You can access and control your Personal Information that cogsflow has obtained, and exercise your data protection rights, by contacting us.

We may ask you for additional information to confirm your identity and for security purposes, in particular before disclosing personal information to you.

We may not always be able to fully address your request, for example if it would impact the duty of confidentiality we owe to others, or if we are legally entitled to deal with the request in a different way.

Contact us

The primary point of contact for all issues arising from this Policy is our Data Protection Officer. They can be contacted in the following ways:

hello@cogsflow.com

c/o cogsflow
The Commons
10-20 Gwynne Street,
Cremorne
VIC 3121

If you have any questions, concerns or complaints regarding our compliance with this privacy notice, the information we hold about you or if you wish to exercise your rights, we encourage you to first contact our Data Protection Officer. We will investigate and attempt to resolve complaints and disputes and make every reasonable effort to honour your wish to exercise your rights as quickly as possible and in any event, within the timescales provided by applicable data protection laws.

To contact your data protection supervisory authority

You have a right to lodge a complaint with your local data protection supervisory authority (i.e. your place of habitual residence, place or work or place of alleged infringement).
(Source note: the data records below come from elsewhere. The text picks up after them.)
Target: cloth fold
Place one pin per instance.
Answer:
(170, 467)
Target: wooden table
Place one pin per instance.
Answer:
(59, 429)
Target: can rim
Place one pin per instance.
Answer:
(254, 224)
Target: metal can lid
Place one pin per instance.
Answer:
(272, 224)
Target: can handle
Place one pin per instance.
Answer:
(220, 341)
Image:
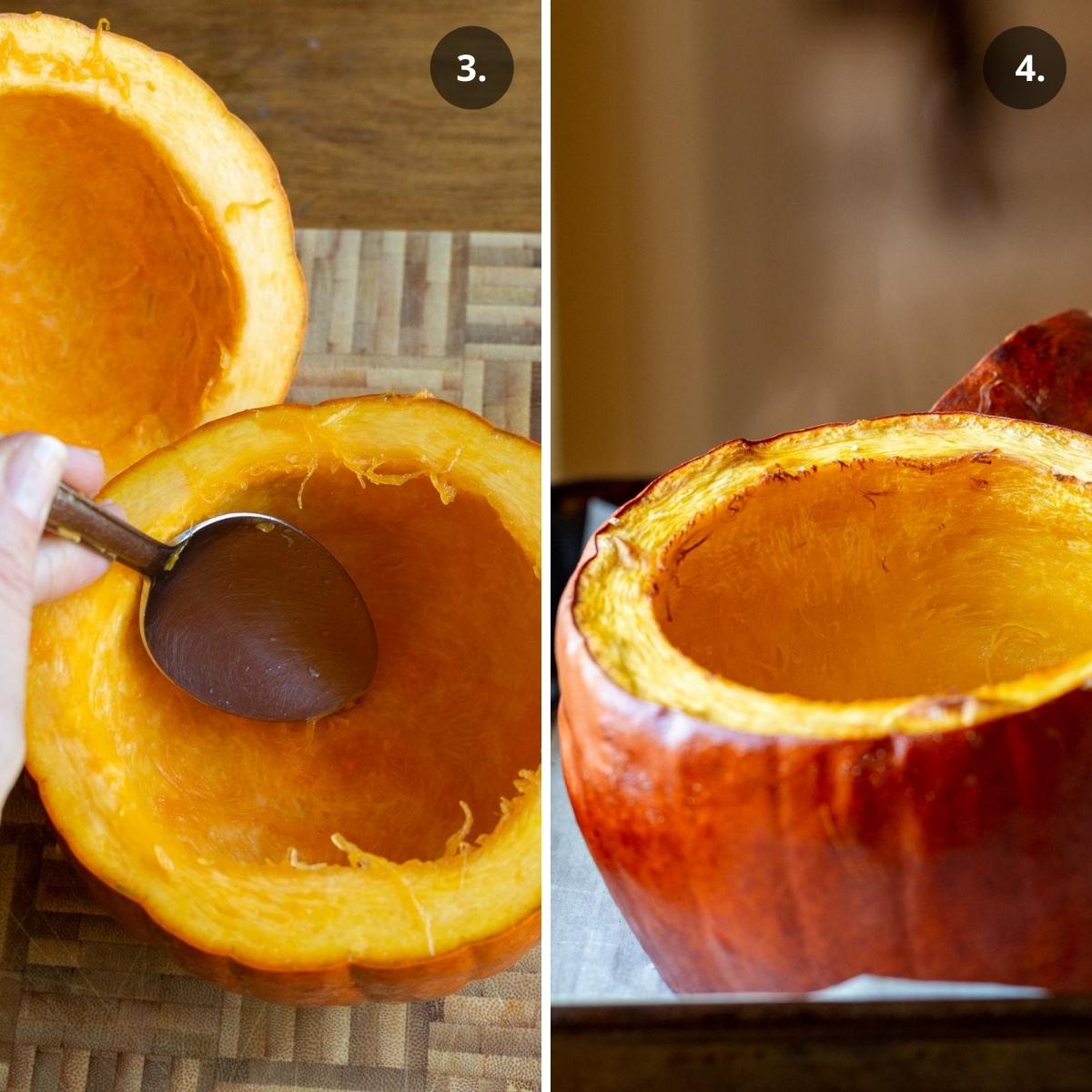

If you are located in Australia, you can contact the Office of the Australian Information Commissioner at oaic.gov.au.

We would however ask that you please attempt to resolve any issues with us before raising with your local supervisory authority.

Glossary

Personal Information

Any information capable of identifying a natural person, directly or indirectly, in particular by reference to an identification number or to one or more factors specific to their his or her physical, physiological, mental, economic, cultural or social identity. Information is considered personal when it enables anyone to link information to a specific person, even if the person or entity holding that data cannot make that link.